Author Identification using Deep Learning Approach

Sutradhar, Shimul

DSpace Home
→
Faculty of Science and Information Technology
→
Department of Computer Science and Engineering
→
M.SC. in CSE
→
Thesis
→
View Item

Author Identification using Deep Learning Approach

Sutradhar, Shimul

URI: http://dspace.daffodilvarsity.edu.bd:8080/handle/123456789/16685

Date: 2025-05-23

Abstract:

self-administered questionnaires and clinical diagnostics, and both are subjective and time- consuming. In this work, we use machine learning to predict depression based on a dataset from In an age dominated by digital communication and the fast expansion of textual information, the job of authorship attribution-- identifying the real author of a given piece of composing-- has gotten considerable significance across domains such as digital forensics, cybersecurity, scholastic stability, and literary analysis. Traditional approaches relying on surface-level stylometric features and classical maker discovering algorithms have actually shown minimal scalability and versatility, specifically in multilingual or stylistically intricate scenarios.
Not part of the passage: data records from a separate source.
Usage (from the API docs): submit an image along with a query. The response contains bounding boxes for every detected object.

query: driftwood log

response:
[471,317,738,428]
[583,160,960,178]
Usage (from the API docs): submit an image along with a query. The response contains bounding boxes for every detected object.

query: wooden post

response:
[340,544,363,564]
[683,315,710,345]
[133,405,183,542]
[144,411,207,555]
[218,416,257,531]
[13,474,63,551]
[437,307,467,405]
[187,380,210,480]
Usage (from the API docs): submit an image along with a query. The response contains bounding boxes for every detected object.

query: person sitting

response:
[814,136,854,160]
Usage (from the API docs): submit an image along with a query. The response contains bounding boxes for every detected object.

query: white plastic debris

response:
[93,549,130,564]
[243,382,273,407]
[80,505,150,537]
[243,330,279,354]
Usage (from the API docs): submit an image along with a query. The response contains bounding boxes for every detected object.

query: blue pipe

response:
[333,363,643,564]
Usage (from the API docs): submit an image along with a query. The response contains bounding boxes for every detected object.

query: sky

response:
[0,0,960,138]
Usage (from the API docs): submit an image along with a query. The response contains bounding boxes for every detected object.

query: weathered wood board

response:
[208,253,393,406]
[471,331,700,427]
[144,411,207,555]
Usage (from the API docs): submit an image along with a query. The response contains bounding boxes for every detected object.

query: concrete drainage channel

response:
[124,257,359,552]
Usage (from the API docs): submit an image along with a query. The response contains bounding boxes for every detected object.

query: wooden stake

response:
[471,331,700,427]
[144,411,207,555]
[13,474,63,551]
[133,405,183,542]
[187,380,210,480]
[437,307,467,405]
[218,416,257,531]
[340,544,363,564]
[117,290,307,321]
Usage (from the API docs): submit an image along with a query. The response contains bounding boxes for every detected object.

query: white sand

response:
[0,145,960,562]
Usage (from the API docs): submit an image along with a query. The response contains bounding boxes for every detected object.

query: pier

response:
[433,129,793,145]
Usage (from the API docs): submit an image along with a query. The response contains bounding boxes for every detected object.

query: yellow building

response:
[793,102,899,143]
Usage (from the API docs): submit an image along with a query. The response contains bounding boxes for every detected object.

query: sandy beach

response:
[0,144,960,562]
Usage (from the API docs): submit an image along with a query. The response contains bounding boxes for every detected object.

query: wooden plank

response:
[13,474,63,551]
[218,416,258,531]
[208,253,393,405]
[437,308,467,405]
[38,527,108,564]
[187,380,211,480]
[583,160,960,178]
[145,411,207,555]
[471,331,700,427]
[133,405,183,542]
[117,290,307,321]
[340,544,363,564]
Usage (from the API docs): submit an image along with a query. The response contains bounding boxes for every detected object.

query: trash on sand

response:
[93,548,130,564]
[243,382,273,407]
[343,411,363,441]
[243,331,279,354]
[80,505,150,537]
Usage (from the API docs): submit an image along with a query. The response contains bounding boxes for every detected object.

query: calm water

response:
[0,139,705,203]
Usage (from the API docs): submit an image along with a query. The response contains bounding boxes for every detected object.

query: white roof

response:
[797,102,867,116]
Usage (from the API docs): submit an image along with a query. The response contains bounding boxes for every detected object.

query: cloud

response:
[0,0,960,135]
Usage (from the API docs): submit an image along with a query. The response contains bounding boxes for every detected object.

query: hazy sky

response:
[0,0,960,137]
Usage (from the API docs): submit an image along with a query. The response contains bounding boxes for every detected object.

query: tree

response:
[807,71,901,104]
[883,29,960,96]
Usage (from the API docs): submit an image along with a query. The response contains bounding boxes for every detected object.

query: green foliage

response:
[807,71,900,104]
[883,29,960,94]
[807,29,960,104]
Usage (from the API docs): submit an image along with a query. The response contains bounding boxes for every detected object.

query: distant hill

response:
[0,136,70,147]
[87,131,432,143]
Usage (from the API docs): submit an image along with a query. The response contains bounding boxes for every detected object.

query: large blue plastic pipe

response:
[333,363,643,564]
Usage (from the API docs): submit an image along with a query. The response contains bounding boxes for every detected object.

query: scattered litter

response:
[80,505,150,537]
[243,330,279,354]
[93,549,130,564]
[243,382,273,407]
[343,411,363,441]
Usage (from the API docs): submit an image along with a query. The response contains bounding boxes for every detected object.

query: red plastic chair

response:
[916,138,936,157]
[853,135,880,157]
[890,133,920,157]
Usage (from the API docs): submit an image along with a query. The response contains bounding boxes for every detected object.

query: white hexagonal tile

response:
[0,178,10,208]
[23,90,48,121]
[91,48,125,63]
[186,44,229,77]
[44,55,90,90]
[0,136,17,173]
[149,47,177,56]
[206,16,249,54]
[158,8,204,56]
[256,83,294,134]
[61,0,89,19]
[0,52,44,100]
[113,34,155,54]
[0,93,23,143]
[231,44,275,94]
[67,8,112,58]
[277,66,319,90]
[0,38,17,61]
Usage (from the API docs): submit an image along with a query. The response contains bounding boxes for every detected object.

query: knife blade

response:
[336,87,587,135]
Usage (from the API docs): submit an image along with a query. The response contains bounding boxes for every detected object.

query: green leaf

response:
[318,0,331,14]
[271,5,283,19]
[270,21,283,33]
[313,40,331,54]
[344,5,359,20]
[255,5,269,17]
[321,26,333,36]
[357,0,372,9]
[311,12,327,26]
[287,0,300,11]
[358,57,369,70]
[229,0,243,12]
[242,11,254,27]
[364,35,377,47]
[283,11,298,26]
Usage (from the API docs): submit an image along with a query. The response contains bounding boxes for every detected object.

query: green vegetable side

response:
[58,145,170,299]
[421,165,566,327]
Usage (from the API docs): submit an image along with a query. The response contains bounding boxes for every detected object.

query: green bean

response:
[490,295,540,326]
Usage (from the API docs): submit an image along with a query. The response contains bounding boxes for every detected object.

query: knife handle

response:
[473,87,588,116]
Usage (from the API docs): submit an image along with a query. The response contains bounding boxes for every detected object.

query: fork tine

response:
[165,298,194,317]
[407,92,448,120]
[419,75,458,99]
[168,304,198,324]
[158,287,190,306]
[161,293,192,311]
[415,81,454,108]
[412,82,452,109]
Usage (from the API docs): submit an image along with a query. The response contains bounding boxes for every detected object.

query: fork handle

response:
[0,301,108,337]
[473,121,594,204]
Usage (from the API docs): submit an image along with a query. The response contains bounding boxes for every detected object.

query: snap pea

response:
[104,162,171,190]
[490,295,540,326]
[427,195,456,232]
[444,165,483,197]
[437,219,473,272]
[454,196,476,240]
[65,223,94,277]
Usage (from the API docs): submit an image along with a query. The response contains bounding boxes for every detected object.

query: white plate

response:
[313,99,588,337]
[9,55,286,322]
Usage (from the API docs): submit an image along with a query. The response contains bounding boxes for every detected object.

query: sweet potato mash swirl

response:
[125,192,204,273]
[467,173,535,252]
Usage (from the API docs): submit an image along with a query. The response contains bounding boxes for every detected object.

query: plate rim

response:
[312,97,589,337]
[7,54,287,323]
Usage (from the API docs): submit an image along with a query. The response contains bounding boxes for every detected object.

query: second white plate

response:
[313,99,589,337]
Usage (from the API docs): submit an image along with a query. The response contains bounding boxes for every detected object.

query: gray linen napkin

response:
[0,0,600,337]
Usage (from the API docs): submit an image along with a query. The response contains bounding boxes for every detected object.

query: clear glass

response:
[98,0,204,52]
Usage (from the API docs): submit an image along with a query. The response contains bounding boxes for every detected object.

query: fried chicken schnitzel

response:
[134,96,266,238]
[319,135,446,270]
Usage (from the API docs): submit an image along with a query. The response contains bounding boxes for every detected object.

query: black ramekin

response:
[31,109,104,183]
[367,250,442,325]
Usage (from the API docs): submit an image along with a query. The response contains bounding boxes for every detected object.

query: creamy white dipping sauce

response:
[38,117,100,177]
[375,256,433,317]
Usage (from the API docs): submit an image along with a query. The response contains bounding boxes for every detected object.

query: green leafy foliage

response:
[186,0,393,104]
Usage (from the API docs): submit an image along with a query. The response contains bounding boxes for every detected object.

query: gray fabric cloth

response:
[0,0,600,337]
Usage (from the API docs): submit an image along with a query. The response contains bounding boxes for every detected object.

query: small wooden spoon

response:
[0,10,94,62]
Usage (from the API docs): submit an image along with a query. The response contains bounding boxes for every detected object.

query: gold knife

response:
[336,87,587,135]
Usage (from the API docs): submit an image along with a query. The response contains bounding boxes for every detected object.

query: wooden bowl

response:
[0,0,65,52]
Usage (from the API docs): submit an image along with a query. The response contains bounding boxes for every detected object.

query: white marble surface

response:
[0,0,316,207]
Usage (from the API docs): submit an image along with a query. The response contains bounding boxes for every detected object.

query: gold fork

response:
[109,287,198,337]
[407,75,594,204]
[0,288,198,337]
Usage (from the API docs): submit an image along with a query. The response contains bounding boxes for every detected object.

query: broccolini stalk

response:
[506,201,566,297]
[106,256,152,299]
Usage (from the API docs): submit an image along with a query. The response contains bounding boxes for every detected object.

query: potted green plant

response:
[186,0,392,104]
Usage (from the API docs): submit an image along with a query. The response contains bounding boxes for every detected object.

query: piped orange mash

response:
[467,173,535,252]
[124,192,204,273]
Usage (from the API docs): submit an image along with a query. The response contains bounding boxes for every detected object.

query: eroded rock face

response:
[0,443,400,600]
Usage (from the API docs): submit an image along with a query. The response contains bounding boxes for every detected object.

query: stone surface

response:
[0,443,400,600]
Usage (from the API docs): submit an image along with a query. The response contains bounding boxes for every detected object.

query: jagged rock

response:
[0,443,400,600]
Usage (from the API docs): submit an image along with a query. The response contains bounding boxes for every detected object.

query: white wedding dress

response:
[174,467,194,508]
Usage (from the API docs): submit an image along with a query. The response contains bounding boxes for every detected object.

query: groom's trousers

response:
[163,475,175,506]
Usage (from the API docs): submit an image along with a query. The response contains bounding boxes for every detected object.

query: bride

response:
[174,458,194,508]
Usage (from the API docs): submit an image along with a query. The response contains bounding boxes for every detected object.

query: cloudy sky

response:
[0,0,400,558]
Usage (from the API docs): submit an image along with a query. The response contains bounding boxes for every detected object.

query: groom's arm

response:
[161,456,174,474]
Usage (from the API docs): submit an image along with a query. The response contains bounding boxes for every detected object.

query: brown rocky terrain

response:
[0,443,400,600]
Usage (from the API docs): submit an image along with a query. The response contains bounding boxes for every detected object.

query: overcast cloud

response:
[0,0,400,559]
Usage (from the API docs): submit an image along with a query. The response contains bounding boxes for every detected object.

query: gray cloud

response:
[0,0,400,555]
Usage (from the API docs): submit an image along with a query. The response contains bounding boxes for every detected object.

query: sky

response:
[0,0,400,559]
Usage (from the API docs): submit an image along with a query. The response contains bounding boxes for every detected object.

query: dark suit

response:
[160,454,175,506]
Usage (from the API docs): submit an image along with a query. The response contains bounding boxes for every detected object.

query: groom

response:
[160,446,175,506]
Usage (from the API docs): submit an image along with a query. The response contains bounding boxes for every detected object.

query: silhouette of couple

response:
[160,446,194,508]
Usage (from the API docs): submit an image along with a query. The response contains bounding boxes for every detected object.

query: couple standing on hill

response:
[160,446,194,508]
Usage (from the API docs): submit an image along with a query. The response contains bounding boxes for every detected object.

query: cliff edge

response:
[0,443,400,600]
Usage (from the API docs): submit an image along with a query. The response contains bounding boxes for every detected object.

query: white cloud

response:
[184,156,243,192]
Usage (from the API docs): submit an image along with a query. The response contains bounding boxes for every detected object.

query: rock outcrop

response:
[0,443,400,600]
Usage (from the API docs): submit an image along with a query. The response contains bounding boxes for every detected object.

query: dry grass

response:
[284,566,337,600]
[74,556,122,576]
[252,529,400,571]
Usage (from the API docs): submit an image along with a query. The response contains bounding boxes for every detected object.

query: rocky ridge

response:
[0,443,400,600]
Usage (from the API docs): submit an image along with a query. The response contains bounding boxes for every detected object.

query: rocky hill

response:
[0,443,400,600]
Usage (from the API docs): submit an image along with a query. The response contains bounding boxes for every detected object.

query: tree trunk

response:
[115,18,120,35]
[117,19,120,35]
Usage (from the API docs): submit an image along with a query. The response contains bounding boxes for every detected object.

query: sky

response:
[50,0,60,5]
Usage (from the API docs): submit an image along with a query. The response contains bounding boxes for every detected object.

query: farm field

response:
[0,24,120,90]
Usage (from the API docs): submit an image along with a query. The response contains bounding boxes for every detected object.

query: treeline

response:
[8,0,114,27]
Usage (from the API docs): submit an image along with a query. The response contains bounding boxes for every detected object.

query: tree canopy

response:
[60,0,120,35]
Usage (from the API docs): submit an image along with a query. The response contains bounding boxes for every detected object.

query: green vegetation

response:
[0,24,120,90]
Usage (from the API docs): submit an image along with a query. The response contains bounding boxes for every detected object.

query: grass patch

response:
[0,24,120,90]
This research study addresses these constraints by proposing a robust, deep learning-based framework for author detection utilizing both English and Bangla texts. The study introduces a comparative evaluation of various deep knowing designs including Long Short-Term Memory (LSTM), Bidirectional LSTM with Attention (BiLSTM + Attention), and a hybrid Convolutional Neural Network combined with LSTM (CNN+LSTM). Most significantly, it includes modern transformer-based architectures such as BERT (bert-base-multilingual-cased) and XLM-RoBERTa, leveraging their powerful contextual embedding abilities to enhance authorship category precision. A by hand curated multilingual dataset including text samples from 6 diverse authors was utilized, with extensive preprocessing and stratified train-test splitting to ensure balanced and clean input. Speculative results demonstrate that the proposed bert- base-multilingual-cased model exceeded all other approaches, attaining an exceptional precision of 95.5% and best AUC ratings (1.00) for all authors. This work not just highlights the efficacy of transformer-based designs for author recognition but also offers a scalable and language-agnostic method applicable to real-world multilingual text classification tasks. The outcomes highly promote for the adoption of deep contextualized models in authorship attribution and unlock for future research study in cross-genre, low- resource, and adversarial text environments.